Sedangkan untuk krypto, saat negara penghasilnya lagi rusuh, harga krypto
justru turun. Kerusuhan di Kazakhstan telah menyebabkan pemadaman listrik, yang
kemudian berakibat pada konektivitas internet. Harga Bitcoin pada Desember 2021
sekitar $ 47,000 yang kemudian turun menjadi sekitar $ 37,ooo pada 1 Februari
2022. Mungkin ini bukti signifikannya faktor "kepercayaan" sebagai
pembentuk harga krypto. Disaat rusuh, kepercayaan pada krypto berkurang,
sehingga harga turun.
sumber : www.statista.com |
Baru-baru ini, Kazakhstan muncul kembali di berita karena terancam pemadaman akibat aktivitas penambangan krypto yang meningkat pesat. Berbagai perangkat yang digunakan untuk menambang krypto ternyata memerlukan listrik cukup besar, sehingga ditengarai aktvitas ini tidak ramah lingkungan. Disaat banyak negara berkomitmen untuk menerapkan mengurangi untuk emisi karbon, peningkatan kebutuhan listrik yang mencapai 8% di Kazakhstan (biasanya tiap tahun hanya sekitar 1-2%), bisa jadi adalah tantangan baru untuk kepercayaan krypto di masa depan.
Terkait aset krypto sendiri, pada Desember 2021 pada ahli telah memprediksi nilai Bitcoin akan mengalami penurunan di tahun 2022, bahkan ada yang memprediksi akan mencapai $ 10,000. Fluktuasi ini pernah terjadi pada tahun 2013, dimana Bitcoin terjun diharga $ 3,000 setelah beberapa bulan sebelumnya berada diharga hampir $ 20,000. Penyebab kenaikan drastis Bitcoin dalam dua tahun ini adalah karena efek pelonggaran likuiditas, sebagai stimulus ekonomi di masa pandemi.
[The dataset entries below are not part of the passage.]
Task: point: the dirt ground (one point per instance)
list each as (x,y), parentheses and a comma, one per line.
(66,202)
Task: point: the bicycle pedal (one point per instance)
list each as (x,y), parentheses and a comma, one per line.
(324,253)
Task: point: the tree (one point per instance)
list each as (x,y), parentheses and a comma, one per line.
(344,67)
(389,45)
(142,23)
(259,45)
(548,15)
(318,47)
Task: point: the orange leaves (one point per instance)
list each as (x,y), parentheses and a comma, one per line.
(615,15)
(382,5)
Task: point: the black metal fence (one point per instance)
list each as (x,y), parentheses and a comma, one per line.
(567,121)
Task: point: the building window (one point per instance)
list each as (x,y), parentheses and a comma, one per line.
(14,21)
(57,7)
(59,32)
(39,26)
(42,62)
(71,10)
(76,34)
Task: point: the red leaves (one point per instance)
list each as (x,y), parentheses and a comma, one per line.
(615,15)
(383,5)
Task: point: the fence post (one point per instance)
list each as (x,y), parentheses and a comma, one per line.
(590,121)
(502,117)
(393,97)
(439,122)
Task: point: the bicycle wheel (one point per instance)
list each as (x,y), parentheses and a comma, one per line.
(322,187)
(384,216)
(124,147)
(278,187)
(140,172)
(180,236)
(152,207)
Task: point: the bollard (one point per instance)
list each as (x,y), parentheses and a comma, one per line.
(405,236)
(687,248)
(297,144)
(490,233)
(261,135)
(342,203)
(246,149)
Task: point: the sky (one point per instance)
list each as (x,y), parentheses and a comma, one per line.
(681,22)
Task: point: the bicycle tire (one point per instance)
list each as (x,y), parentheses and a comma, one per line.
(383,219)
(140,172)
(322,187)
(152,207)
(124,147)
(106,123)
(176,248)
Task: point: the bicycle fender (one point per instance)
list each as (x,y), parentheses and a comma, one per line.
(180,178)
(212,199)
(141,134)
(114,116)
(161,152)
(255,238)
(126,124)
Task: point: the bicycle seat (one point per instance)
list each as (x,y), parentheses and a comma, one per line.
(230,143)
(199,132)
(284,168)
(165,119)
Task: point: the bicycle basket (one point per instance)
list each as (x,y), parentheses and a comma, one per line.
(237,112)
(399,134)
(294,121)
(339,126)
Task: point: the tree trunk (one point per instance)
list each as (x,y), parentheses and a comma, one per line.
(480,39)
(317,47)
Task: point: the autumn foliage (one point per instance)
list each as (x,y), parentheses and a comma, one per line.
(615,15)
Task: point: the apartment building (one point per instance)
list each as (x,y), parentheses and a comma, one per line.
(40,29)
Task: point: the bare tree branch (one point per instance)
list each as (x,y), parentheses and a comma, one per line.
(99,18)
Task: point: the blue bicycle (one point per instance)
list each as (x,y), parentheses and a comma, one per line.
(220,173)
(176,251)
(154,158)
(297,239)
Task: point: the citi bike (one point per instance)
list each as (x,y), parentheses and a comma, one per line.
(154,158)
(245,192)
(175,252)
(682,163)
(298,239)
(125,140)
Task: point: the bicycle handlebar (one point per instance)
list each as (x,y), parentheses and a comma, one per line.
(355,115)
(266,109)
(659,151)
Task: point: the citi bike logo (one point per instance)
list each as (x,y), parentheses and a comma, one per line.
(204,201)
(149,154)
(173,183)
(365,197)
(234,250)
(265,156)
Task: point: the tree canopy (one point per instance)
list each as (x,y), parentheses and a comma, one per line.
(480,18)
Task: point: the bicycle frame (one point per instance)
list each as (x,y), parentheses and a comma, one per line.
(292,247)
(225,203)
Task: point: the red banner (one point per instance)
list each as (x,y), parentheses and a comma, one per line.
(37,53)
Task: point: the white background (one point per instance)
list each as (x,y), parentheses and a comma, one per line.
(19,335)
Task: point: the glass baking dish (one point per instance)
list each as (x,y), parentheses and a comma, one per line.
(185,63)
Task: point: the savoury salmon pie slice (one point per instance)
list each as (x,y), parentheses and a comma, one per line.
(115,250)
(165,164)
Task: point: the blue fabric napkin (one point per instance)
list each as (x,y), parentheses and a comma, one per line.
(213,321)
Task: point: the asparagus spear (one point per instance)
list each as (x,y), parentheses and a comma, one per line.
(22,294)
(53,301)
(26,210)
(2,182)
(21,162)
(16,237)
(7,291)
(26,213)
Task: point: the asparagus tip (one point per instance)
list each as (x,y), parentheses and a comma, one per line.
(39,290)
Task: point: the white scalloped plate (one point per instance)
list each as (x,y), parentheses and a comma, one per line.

Seperti yang kita tahu, banyak negara menerapkan aturan likuiditas longgar (quatitative easing) agar pandemi tidak membuat kehidupan ekonomi terperosok dalam. Akibatnya, banyak likuiditas mengalir ke aset Krypto yang akhirnya membuat aset ini naik tajam. The Fed sendiri sudah melakukan melakukan pengetatan likudiitas (quantitative tapering) sejak November 2021. Jika sebelum terjadinya krisis Kazakhstan saja Bitcoin diprediksi akan turun, maka dengan adanya krisis Kazakhstan, bisa jadi akan tambah memukul harga Bitcoin ditahun 2022.